For the pool of devices that are used by agents, it is recommended to set the busy trigger to “1”, so that the ACD service can hunt correctly when agents are already busy on a call:
voice register pool 1
busy-trigger-per-button 1
Fallback dial-peer
We’re almost done. We need to configure the router so that it forwards the incoming ISDN call to the IVR service when WxC proxies are unreachable. In order to do that we define a dial-peer with lower preference (the higher the number the lower the preference) that will match after failing to contact the cloud.

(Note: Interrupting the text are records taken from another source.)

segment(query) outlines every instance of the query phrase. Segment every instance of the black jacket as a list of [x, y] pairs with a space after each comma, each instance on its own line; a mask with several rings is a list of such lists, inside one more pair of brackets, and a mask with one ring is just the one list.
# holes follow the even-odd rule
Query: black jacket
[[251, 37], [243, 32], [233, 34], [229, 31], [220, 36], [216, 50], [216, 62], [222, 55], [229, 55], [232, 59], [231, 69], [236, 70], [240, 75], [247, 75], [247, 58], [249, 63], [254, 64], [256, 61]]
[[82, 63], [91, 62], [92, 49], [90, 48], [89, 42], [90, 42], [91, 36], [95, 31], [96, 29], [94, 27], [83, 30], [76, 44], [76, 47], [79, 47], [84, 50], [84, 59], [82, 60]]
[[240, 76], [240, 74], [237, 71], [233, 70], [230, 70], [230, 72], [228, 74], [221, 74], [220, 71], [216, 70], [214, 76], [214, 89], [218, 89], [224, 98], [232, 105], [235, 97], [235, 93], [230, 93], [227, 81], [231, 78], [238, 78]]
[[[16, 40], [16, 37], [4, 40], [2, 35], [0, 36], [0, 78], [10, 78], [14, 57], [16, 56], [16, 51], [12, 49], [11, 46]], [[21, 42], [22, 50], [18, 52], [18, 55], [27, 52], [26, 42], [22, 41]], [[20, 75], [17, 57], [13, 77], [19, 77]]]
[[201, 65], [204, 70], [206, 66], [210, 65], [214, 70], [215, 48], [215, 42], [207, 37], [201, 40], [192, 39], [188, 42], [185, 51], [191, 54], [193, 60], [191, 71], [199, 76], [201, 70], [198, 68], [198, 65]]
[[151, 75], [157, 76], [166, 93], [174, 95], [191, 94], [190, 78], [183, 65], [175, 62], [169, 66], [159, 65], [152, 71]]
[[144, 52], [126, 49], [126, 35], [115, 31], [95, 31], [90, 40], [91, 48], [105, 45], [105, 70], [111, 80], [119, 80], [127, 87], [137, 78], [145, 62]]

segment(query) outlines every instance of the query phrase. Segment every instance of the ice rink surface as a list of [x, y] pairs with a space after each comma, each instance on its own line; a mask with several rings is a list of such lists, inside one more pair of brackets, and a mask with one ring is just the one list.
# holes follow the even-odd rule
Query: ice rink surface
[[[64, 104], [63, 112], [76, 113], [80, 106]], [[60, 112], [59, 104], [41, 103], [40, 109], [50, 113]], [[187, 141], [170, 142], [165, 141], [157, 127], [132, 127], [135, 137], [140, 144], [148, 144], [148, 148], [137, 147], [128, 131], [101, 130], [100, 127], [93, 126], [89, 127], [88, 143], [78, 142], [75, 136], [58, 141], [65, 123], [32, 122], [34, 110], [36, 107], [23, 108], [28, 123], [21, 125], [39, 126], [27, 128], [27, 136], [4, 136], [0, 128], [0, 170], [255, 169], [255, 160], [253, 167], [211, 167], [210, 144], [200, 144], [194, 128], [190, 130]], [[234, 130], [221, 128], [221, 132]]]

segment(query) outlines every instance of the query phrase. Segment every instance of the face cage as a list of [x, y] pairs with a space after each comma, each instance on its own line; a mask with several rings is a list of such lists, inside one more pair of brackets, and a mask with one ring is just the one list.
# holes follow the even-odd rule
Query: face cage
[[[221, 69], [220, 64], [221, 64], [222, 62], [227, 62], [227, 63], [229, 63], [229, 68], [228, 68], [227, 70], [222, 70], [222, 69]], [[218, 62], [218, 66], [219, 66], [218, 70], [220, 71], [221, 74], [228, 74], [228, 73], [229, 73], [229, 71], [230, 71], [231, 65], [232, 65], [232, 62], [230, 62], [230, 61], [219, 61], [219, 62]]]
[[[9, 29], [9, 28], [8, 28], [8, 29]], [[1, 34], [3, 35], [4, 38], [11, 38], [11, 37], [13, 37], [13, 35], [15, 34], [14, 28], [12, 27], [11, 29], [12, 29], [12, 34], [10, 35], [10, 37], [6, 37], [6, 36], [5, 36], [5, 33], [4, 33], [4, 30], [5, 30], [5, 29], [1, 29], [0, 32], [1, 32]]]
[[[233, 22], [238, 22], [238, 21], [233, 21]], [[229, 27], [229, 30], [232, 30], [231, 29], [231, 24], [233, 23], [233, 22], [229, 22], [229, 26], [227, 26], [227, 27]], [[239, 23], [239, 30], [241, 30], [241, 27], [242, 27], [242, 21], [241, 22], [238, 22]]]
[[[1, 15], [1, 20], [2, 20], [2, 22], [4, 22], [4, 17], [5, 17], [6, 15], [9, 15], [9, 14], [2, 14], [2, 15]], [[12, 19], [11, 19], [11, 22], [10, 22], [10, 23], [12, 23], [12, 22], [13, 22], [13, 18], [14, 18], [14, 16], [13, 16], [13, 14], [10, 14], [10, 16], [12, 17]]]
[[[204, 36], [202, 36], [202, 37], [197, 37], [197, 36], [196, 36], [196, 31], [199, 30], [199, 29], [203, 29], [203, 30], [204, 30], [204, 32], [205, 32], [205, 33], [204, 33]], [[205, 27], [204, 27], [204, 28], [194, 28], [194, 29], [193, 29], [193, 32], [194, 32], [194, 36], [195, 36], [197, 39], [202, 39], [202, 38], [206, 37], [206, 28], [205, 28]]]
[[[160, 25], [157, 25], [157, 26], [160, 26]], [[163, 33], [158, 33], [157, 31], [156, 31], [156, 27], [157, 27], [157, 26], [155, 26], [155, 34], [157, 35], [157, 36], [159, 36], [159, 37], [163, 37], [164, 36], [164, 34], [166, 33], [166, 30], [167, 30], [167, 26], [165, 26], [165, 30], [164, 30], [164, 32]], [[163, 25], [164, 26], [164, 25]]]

dial-peer voice 999991 voip
description FALLBACK TO AA DURING SURVIVABILITY
preference 10
session protocol sipv2
session target ipv4:<local_IP>
session transport tcp
destination e164-pattern-map <ID>
dtmf-relay rtp-nte
codec g711ulaw
no vad
!
dial-peer voice 999992 voip
description DISTRIBUTE CALLS TO BACD AGENTS
destination-pattern +0....$
session protocol sipv2
session target ipv4:<local_IP>
session transport tcp
dtmf-relay rtp-nte
codec g711ulaw
no vad
The key thing is making sure the preference value is higher than the one used in the dial-peer that forwards calls to WxC during normal operations.
Final touch: translations
We must add one final ingredient to the recipe: the router must create a new leg when it tries to reach either the IVR service or the agent. For this reason we need some “dummy” translations (remember the +0
?) for both the IVR service and the hunt-group targets:
voice translation-rule 999991
rule 1 /^.*/ /A1A99999/
!
voice translation-rule 999992
rule 1 /\+0\(....\)/ /\1/
!
voice translation-profile TO-BACD
translate called 999991
!
voice translation-profile TO-AGENTS
translate called 999992
and we apply them to the relevant dial-peers:
dial-peer voice 999991 voip
translation-profile outgoing TO-BACD
!
dial-peer voice 999992 voip
translation-profile outgoing TO-AGENTS
See it in action
You can see a demo of the final result in this video. There is no IVR menu, to keep things (reasonably) paced for the demo, but it’s possible to add it.
Note
This video is not sponsored/funded or endorsed by Cisco Systems. This is for educational purposes only. Under no circumstance this post represents a design recommendation, and can not substitute specific IT architecture and engineering work for a given use case. In no event shall the author be liable for any loss or special, indirect or consequential damage of any kind resulting from the use of, access to, or reliance on the information contained within this website. No claim of official support can be made based on the sole content of this blog post.